El nacionalismo es precisamente la exacerbación de una visión política particular que amenaza con suprimir las libertades en nombre de una supuesta virtud que trasciende el marco político que permite la convivencia. Es una ideología reaccionaria y excluyente, incompatible con la democracia: esta se funda tanto en la libertad como en la igualdad entre los ciudadanos. En este sentido, Ovejero es tajante: "no es que el nacionalista, de pronto, se comporte mal. El mal está en su naturaleza."

Como explica en 'Contra Cromagnon', la secesión —que es lo que se busca mediante el referéndum de autodeterminación—, solo estaría justificada ante una situación de injusticia. Sin embargo, como él mismo ha explicado en multitud de artículos, el independentismo catalán construye sus reclamaciones sobre un fantasía que ha terminado por permear la opinión pública: ni su identidad cultural ha sido ignorada y despreciada, ni son una amplia mayoría, ni están explotados económicamente. Así, no es solo que las reclamaciones de independencia carezcan de fundamento social, sino que además no existe hecho diferencial alguno que justifique una propuesta federal. No hay asimetría.

8.

Juan Ramón Rallo, el derecho del individuo a decidir

Profesor de economía y director del Instituo Juan de Mariana, Rallo adopta una de las posiciones más heterodoxas del panorama aquí expuesto, dado que se ajusta una perspectiva teórica que se desentiende de apegos e identidades.
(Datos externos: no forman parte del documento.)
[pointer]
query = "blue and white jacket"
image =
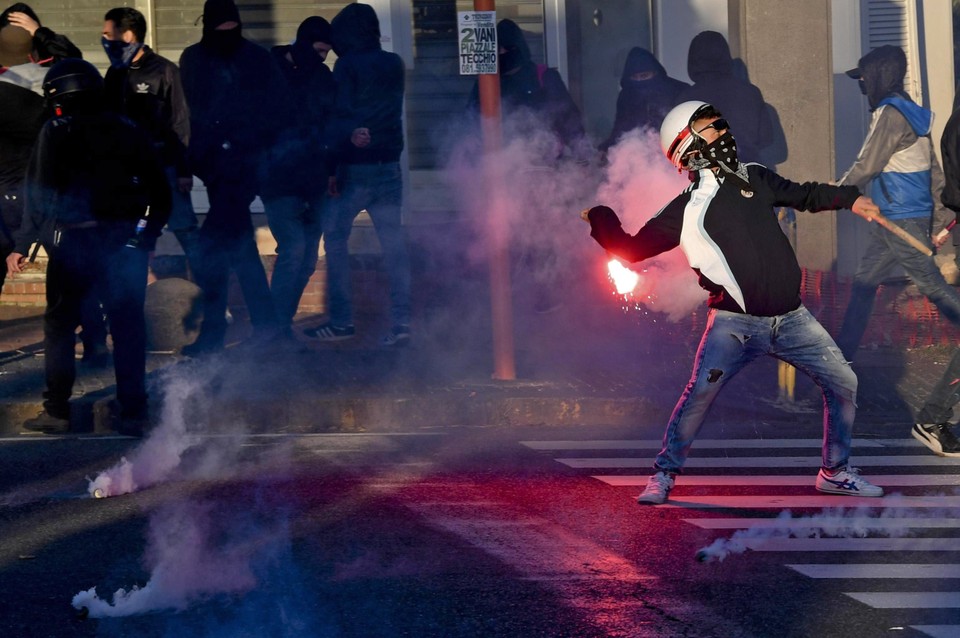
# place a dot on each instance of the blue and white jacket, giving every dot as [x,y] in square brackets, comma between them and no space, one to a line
[897,160]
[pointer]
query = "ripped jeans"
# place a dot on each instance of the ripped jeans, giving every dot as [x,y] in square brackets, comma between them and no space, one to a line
[731,341]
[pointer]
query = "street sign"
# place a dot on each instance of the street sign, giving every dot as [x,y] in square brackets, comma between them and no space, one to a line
[477,31]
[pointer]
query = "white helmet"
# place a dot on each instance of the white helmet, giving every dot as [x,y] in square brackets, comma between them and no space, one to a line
[675,133]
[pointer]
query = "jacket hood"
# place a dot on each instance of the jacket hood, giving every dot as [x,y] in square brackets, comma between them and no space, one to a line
[510,37]
[356,28]
[919,118]
[18,7]
[882,72]
[709,55]
[639,60]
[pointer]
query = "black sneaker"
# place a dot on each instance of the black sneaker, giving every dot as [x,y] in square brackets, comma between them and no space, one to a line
[398,336]
[938,437]
[330,332]
[46,423]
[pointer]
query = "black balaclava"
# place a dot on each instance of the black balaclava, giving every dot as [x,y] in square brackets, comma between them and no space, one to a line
[215,13]
[313,29]
[120,53]
[881,73]
[639,60]
[510,37]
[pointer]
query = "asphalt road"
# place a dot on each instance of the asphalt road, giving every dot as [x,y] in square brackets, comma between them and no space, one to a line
[472,532]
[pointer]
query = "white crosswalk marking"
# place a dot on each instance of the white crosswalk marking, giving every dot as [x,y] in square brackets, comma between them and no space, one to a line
[884,527]
[763,461]
[879,570]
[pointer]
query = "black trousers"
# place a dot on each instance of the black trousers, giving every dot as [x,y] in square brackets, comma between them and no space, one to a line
[89,259]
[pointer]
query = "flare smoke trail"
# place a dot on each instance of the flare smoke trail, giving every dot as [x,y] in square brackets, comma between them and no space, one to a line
[160,454]
[835,523]
[196,550]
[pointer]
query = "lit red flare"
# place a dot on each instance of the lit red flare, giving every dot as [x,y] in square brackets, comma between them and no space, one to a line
[624,279]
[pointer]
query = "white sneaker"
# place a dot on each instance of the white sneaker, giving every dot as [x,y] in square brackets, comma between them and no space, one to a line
[657,490]
[847,482]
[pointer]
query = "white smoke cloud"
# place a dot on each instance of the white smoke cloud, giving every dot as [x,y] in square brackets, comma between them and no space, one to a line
[195,550]
[832,522]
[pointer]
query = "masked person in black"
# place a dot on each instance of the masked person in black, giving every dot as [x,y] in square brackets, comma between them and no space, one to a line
[146,88]
[710,66]
[298,170]
[233,89]
[48,47]
[96,199]
[21,116]
[526,86]
[647,94]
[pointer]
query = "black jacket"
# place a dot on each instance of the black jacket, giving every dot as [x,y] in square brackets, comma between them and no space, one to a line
[643,103]
[299,164]
[534,89]
[370,86]
[150,93]
[710,66]
[237,106]
[92,168]
[732,241]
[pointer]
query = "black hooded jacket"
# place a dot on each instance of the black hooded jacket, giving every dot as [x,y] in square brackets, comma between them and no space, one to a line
[49,47]
[643,103]
[710,66]
[370,86]
[527,86]
[150,93]
[298,162]
[238,102]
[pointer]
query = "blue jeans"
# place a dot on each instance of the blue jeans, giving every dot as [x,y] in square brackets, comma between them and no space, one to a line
[731,341]
[297,224]
[227,242]
[885,251]
[377,188]
[945,395]
[183,220]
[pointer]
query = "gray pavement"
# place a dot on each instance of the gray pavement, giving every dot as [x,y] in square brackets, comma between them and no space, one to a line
[589,362]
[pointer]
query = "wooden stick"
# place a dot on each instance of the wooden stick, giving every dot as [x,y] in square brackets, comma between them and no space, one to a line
[902,234]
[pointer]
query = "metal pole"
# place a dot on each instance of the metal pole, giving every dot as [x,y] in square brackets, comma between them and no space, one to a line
[501,304]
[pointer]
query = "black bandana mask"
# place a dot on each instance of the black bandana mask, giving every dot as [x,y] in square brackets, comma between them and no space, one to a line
[722,154]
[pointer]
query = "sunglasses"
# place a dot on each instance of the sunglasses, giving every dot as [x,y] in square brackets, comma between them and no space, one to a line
[717,125]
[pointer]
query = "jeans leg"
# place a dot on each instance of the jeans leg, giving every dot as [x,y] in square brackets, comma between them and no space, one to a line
[874,266]
[126,285]
[801,341]
[945,395]
[336,233]
[727,345]
[66,289]
[923,271]
[386,211]
[253,282]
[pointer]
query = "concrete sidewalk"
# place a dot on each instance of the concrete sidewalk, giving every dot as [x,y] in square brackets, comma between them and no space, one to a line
[590,362]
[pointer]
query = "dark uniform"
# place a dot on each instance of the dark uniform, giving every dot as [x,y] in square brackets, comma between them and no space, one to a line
[91,178]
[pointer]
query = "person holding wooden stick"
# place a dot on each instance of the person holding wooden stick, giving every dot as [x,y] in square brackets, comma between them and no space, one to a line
[897,160]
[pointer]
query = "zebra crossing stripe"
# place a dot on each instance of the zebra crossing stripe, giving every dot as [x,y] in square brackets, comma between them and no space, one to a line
[849,544]
[938,631]
[908,599]
[875,523]
[886,480]
[810,500]
[905,460]
[879,570]
[709,444]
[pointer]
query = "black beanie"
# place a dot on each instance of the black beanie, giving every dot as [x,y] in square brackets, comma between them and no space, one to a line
[216,12]
[314,29]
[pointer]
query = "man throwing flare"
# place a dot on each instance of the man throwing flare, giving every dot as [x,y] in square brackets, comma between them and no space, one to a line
[726,225]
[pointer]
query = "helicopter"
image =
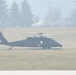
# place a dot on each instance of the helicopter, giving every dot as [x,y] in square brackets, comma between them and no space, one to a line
[35,41]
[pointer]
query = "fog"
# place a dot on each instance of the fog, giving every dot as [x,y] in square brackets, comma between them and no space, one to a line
[41,8]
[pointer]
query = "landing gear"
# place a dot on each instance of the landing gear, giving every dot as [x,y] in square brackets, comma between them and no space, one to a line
[44,47]
[10,48]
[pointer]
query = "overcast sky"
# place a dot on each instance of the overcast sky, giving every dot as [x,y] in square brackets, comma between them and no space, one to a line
[40,7]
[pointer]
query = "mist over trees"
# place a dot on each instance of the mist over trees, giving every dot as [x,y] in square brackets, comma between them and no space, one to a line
[21,16]
[26,14]
[16,16]
[52,17]
[3,13]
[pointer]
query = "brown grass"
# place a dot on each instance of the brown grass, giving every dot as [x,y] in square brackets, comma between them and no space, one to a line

Fiel a su visión liberal, estructura el debate mediante una simple oposición: la que se da entre las reclamaciones de soberanía nacional y las reclamaciones de soberanía individual. 

Como no puede ser de otra forma, Rallo escribe contra soberanía nacional.  Lo deja claro: "el sujeto de derecho no es el grupo, arbitrariamente definido, sino la persona". Por ello, rechaza que la soberanía resida tanto en la nación española como en la nación catalana, y entiende que el ordenamiento jurídico no debería ser un candado estructural: "cualquier persona debería disponer de la opción de secesionarse del Estado español y coaligarse voluntariamente con otros individuos para conformar su comunidad política independiente".

Sin embargo, y a pesar de su defensa del derecho a la libre asociación, no considera que el referéndum del 1-O sea una opción sensata: no se puede forzar unilateralmente la secesión situándose al margen del contexto institucional vigente. Lo que se tiene que hacer es modificar ese orden para que permita el respeto a tal derecho.

9.

Cayetana Álvarez de Toledo, constitución contra la barbarie

Miembro del patronato de la Fundación FAES y diputada del PP entre 2008 y 2015, Cayetana Álvarez de Toledo propone una defensa furibunda del orden constitucional vigente. En uno de sus escritos, recuerda la frase del historiador John H. Elliott: "quizá más que una reforma constitucional lo que necesita este país es una cura de autoestima". Una idea -la de la bajo autoestima de la nación española- que puede recorrerse en la historiografía, desde la Mater dolorosa de Álvarez Junco hasta La dejación de España de Helena Béjar. Álvarez de Toledo rubrica esta idea: "la cura de autoestima del nacionalismo es el independentismo. El de la nación cívica, la verdad y la ley".

Contrapone el patriotismo constitucional a un nacionalismo bárbaro y vulgar, que sería el que predominaría en Cataluña. El nacionalismo sería una involución política hacia formas incivilizadas de hacer política, una falta de civilización que identifica con lo campestre. Como afirma en su artículo en El Mundo, "también la violencia ha asomado sobre sus sucias cabezas. El campo ha culminado su conquista de la ciudad." El nacionalismo es una ideología cuya culminación es la guerra: se basa en el victimismo, pero es él quien deja víctimas a su paso.